Although Ricoh’s RS-1060C does the job, it has a number of inadequacies, including a small buffer, double speed recording only, slow CD-ROM drive performance and a relatively high price.

Ricoh’s RS-1060C: Would-be Spectacular Meets a Competitive Market

Hugh Bennett
CD-ROM Professional, December 1995

[Author’s note: The babbling introduction and conclusion come courtesy of the magazine's editor.]

Do you remember that sinking feeling on Christmas morning, when the excitement about a new toy begins to yield to the realization that what was seen on TV, or in the store display, or within the pages of the Sears and Roebuck catalog has limitations not previously contemplated? There was that red-striped bike that neither flew as fast as its ad’s illustration suggested nor carried as much flashy chrome or stripping; or the harmonica with which to entertain one’s classmates that took a whole lot more practice than the show floor clerk had intimated; or the electric engine whose vaunted realistic smoke and whistle was decidedly unrealistic as it popped bright white puffs and piped shrill hisses as it circled the simple oval track around the wrapping-strewn living room.

Some buyers may feel similarly disappointed with what the RS-1060C has to offer. Not that there is anything wrong with the Ricoh RS-1060C CD recorder. The middle-ground performance and features of this CD recorder, especially when compared with some of its newest competition, may have more to say about how fast the CD recorder market—and products—are maturing, and how tough the game is getting at the head of the class.

Indeed, Ricoh Corporation’s new $2395 RS-1060C employs the company’s much-anticipated second-generation RO-1060C double speed external compact disc recording mechanism, in what, even a year ago, would have been a price/performance champ. At its time of introduction, the only RS-1060 package available consisted of the external recorder, a caddy, power cord, and user manual. A more complete RS-1060C bundle is now being shipped, composed of the external recorder, a caddy, power cord, user manual, two blank Ricoh 74-minute discs, Incat Systems CD Workshop utility software, and Ricoh’s new basic recording software called CD Print for Macintosh and Windows.

Like the Sony CDU-920S and JVC XR-W2001, the RO-1060C is a caddy-loading 5.25″ half-height form factor drive with 2X writing and reading capabilities. It writes most formats such as CD-ROM Mode 1 and 2, CD-ROM XA Forms 1 and 2, CD-DA, mixed-mode, and Video CD. It also features a 512K buffer, digital audio extraction capabilities, partial PQ subchannel encoding, and Track-At-Once (TAO) and multisession writing modes.

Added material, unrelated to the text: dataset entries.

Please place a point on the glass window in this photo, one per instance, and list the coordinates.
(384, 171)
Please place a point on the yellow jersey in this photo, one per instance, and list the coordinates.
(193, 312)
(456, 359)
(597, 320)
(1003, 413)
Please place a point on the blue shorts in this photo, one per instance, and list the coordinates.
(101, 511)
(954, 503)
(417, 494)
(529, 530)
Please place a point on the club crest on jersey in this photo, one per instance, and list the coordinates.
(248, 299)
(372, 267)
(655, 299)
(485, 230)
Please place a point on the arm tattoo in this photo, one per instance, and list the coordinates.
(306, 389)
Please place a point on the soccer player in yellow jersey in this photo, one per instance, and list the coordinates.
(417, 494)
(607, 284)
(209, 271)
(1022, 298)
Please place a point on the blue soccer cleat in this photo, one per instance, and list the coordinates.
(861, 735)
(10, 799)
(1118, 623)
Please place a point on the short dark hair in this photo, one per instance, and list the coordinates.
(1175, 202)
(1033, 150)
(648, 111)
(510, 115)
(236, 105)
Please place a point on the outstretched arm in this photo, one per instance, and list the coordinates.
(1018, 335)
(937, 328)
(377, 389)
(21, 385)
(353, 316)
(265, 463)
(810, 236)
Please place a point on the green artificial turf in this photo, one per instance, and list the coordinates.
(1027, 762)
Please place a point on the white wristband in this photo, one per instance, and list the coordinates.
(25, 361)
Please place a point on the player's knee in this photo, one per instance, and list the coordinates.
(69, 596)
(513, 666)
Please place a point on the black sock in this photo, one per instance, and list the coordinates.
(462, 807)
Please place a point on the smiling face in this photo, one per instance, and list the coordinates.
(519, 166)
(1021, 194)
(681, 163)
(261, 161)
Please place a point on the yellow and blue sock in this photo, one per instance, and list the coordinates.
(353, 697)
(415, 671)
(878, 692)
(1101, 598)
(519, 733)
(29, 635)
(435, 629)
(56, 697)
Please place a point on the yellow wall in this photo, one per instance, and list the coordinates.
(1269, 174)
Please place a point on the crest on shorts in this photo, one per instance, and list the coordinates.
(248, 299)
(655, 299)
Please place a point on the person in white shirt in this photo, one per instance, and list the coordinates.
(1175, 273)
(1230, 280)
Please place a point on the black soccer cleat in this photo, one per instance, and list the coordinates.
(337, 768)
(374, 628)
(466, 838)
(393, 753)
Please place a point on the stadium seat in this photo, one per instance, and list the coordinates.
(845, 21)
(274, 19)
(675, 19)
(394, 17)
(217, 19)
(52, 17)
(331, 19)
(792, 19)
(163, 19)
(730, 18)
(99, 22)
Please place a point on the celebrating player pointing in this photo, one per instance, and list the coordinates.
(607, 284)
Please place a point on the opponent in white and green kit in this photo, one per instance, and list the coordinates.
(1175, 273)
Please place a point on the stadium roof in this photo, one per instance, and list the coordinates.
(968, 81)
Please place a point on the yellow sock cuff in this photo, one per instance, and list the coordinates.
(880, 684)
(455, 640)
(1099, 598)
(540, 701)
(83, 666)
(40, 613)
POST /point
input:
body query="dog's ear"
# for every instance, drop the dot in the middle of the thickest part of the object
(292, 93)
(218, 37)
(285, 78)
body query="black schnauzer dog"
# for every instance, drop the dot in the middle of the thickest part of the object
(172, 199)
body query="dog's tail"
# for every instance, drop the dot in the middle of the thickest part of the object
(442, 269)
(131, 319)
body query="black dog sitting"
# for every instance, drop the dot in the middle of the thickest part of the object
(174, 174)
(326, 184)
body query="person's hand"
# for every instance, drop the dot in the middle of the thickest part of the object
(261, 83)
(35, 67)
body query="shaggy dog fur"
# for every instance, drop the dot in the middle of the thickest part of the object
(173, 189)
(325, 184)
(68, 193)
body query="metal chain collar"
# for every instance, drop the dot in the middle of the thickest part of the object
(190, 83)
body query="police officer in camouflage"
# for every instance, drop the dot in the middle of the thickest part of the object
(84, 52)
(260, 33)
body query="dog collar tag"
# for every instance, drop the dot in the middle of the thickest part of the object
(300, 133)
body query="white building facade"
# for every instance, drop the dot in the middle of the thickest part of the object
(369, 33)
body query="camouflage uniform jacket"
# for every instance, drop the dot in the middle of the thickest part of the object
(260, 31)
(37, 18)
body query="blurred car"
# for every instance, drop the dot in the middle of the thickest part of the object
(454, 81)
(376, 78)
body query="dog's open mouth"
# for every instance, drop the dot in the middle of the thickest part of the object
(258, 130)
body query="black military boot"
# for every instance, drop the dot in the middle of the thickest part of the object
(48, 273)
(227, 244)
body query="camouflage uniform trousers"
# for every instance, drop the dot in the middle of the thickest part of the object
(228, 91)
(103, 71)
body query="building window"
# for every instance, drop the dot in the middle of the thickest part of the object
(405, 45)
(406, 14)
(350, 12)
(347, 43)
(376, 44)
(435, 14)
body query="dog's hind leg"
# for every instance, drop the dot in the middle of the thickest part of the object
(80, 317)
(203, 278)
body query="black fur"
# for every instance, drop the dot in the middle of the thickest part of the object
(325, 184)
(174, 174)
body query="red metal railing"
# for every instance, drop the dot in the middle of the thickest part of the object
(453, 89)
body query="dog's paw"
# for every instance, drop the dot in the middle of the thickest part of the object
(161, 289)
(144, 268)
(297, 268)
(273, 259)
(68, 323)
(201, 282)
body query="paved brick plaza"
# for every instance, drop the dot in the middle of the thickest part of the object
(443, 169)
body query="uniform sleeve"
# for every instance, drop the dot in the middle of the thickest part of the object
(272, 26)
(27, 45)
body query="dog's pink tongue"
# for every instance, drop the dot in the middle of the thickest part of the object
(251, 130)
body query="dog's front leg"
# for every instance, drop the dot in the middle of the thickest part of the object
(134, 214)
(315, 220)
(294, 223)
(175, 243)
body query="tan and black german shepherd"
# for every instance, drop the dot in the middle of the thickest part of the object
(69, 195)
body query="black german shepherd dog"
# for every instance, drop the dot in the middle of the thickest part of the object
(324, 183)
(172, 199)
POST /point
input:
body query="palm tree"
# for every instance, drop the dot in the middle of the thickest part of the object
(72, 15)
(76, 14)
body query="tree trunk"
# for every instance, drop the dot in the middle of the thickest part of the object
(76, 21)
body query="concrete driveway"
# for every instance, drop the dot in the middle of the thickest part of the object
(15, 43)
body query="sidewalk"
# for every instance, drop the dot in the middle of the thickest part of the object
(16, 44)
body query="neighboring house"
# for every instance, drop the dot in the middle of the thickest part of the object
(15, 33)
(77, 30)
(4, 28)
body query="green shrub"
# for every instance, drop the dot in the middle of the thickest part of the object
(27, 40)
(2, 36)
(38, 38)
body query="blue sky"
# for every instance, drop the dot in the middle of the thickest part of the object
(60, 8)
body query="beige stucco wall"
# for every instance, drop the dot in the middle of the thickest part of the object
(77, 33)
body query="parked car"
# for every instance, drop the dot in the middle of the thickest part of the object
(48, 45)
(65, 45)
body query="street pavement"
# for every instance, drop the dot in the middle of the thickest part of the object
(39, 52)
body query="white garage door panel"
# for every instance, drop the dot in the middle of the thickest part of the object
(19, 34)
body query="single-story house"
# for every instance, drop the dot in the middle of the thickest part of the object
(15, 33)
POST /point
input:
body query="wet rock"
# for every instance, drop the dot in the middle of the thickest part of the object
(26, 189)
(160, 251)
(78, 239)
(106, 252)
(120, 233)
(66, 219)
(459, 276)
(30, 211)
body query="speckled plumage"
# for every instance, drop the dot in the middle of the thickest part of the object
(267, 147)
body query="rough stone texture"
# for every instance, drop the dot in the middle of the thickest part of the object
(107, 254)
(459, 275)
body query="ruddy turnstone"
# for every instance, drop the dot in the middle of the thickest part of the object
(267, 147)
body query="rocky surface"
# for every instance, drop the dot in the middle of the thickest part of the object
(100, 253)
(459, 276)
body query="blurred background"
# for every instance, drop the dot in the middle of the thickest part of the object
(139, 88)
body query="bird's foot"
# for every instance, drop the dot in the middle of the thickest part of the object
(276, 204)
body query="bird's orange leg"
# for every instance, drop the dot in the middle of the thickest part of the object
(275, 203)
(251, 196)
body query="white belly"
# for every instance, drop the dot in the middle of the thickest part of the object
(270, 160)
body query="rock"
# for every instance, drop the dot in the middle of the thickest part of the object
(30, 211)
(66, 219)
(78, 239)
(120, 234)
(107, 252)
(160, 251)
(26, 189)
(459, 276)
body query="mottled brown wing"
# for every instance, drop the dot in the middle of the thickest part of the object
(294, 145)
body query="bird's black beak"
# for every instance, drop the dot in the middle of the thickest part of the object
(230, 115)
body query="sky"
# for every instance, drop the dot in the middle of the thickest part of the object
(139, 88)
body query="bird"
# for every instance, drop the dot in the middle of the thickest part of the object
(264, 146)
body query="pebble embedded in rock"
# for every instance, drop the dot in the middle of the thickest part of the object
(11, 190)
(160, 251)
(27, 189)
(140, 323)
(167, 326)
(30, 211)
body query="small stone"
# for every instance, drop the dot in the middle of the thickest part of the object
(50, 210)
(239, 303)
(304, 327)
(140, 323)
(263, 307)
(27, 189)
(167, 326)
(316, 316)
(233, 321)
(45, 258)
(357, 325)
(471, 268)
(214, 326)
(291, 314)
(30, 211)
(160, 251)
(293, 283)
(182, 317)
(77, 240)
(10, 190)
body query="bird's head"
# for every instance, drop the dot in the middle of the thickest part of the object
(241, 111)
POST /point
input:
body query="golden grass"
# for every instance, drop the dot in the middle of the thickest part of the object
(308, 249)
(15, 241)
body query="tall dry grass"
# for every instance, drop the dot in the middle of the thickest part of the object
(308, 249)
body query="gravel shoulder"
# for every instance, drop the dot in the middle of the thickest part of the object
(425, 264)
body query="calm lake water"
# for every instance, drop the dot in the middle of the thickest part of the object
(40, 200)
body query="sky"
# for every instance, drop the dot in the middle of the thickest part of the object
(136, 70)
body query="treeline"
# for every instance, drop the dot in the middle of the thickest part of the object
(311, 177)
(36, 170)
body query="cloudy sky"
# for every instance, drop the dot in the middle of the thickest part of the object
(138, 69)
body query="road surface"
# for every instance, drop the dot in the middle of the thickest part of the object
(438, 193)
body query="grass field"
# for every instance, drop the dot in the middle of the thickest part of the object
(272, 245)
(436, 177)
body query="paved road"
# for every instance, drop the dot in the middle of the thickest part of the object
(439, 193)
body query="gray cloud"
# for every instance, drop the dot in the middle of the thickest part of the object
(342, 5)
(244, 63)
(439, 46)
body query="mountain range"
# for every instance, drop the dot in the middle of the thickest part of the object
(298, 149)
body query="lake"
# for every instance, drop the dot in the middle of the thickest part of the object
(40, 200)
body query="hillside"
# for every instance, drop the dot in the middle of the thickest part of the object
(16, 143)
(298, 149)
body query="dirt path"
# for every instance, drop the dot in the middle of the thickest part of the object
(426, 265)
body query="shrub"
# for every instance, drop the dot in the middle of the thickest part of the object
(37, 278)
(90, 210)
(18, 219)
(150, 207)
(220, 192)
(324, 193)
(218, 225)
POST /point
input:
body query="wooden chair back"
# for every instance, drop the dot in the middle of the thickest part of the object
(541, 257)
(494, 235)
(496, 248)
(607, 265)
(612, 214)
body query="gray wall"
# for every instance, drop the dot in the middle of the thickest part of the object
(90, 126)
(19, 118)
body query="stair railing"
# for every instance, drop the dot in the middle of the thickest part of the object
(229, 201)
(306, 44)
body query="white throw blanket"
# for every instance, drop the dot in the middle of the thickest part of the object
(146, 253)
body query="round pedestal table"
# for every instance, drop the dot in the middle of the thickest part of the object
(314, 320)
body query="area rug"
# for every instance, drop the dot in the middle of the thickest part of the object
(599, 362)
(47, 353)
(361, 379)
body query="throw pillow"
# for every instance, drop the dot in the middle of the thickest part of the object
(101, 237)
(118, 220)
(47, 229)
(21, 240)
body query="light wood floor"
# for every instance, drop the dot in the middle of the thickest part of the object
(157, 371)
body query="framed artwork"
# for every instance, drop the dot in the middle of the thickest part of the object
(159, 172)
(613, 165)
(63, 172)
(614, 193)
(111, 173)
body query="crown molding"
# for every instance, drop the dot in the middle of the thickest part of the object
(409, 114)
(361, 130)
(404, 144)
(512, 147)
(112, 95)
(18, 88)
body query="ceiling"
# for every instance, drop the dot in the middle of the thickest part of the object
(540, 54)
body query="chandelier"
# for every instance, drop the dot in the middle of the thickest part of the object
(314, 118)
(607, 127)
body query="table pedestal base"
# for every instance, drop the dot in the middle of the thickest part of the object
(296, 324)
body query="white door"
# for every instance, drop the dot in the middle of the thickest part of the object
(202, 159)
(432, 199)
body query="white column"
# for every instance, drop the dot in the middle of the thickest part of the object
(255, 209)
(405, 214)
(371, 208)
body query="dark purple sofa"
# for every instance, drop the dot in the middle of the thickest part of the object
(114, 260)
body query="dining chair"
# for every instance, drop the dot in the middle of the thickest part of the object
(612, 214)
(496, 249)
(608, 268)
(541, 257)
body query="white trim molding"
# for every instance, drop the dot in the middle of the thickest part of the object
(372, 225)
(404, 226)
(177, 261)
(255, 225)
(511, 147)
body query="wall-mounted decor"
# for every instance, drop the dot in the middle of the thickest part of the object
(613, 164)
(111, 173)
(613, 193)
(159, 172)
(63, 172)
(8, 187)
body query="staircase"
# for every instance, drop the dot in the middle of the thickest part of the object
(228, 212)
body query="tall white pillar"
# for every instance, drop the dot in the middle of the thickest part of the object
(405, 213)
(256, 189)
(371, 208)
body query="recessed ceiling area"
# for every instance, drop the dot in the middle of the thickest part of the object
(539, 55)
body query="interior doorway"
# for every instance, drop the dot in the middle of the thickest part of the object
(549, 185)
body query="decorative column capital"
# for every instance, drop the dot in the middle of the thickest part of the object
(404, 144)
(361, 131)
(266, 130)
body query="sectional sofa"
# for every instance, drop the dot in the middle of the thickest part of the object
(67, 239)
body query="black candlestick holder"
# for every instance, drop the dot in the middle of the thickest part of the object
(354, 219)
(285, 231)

The RS-1060C features a business-like design with a platinum colored metal case (9.8″ W x 10.5″ D x 2.1″ H) and a localized North American power supply (100-120V, 50/60Hz). The recorder’s face has the necessary basic equipment: a status light, emergency disc ejection hole, eject button, volume wheel, and a mini audio headphone jack. The backplane holds two 50-pin single-ended SCSI connectors, a SCSI ID select wheel, left/right RCA audio out connections, and a bank of five dip switches for changing the unit’s operational mode, which can be described in today’s market as being a bit on the archaic side.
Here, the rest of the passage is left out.